Le Grec toisa Lewis d’un air courroucé : depuis quand se mettait-il en travers de son chemin ?
« Qu’est-ce que vous voulez ?
— C’est important, monsieur… »
Le secrétaire privé prit une mine de chien battu mais ne s’écarta pas pour autant du passage. Intrigué, l’archimandrite lui jeta un regard curieux. Peggy l’entraîna.
« Alors ? aboya Socrate… Vous ne voyez pas que je raccompagne Monseigneur ?
— C’est très grave, monsieur…
— Que peut-il y avoir de plus grave que ce que je souffre en ce moment ?
— Je sais monsieur, rien, seulement…
— Accouchez !
— C’est à propos de la Persian Petroleum…
— Vous perdez la raison, ou quoi ? Je viens d’annoncer que je renonçais définitivement à tout ! Et d’abord, à mes affaires ! Qu’est-ce que vous voulez que ça me fasse, votre Persian Petroleum ?

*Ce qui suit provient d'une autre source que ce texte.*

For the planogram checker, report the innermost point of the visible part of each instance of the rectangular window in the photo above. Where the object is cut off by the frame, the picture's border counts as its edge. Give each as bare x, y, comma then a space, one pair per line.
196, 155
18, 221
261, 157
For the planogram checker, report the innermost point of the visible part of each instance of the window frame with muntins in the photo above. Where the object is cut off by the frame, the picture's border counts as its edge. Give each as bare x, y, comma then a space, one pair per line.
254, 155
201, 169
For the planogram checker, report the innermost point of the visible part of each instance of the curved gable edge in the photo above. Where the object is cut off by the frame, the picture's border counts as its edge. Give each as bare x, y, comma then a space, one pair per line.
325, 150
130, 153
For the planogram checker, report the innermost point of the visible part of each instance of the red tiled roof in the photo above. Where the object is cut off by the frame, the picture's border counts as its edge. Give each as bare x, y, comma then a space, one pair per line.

— C’est M. Kallenberg, monsieur…
— Qu’est-ce que vous racontez ?
— Et Mme Mikolofides…
— Quoi, qu’est-ce qu’il y a ?
— Ils viennent de s’associer, monsieur ! Ils vont essayer de vous couler !
— Ils se détestent !
— Peut-être. En tout cas, ils rachètent les parts des petits porteurs pour fusionner et devenir majoritaires. »

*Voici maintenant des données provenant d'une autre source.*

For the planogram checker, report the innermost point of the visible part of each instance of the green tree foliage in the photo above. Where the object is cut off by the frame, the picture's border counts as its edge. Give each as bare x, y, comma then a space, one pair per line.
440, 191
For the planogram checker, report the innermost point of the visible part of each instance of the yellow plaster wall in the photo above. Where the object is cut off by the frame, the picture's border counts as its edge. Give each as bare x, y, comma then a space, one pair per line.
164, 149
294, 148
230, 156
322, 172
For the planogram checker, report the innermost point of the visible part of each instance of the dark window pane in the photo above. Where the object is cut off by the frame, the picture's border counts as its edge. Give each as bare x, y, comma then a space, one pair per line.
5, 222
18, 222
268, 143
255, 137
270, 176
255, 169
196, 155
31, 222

Le Grec devint encore plus pâle.
« Les salauds ! Vous êtes sûr ?
— Certain, monsieur.
— Ils osent ! Ils savent que je suis en train de crever et ils osent !

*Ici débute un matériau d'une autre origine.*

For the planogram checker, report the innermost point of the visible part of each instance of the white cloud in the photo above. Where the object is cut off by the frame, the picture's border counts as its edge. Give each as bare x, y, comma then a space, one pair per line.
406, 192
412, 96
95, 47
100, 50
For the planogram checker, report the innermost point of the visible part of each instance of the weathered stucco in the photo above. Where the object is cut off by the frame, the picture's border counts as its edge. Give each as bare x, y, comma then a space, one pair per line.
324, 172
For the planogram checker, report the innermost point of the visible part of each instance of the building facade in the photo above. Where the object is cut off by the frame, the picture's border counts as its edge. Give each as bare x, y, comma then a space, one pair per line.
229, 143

— C’est pour cela qu’ils osent.
— Ah ! non. Jamais ! Ne serait-ce que par respect pour Achille, jamais !… Qu’est-ce qu’on peut faire ?
— Tout se joue sur deux actions. Il faut les empêcher de les avoir toutes. Me permettez-vous de m’en occuper ?
— Allez-y Lewis ! Vous avez pleins pouvoirs ! Démolissez-moi ces vautours ! »
Depuis huit heures, avec des précautions infinies, centimètre par centimètre, on halait l’épave. Les grutiers n’avaient pu garantir qu’ils arriveraient à la tirer complètement hors de l’eau. À quinze mètres de profondeur, il est impossible de savoir dans quelle partie du métal ont mordu les crocs d’acier qui balaient le fond de la mer à l’aveuglette. Une traction trop forte, un mouvement trop brutal et tous les efforts seraient réduits à néant : la carcasse du Bonanza s’engloutirait à nouveau et, plus jamais, nul ne pourrait la remonter de son écrasante prison liquide.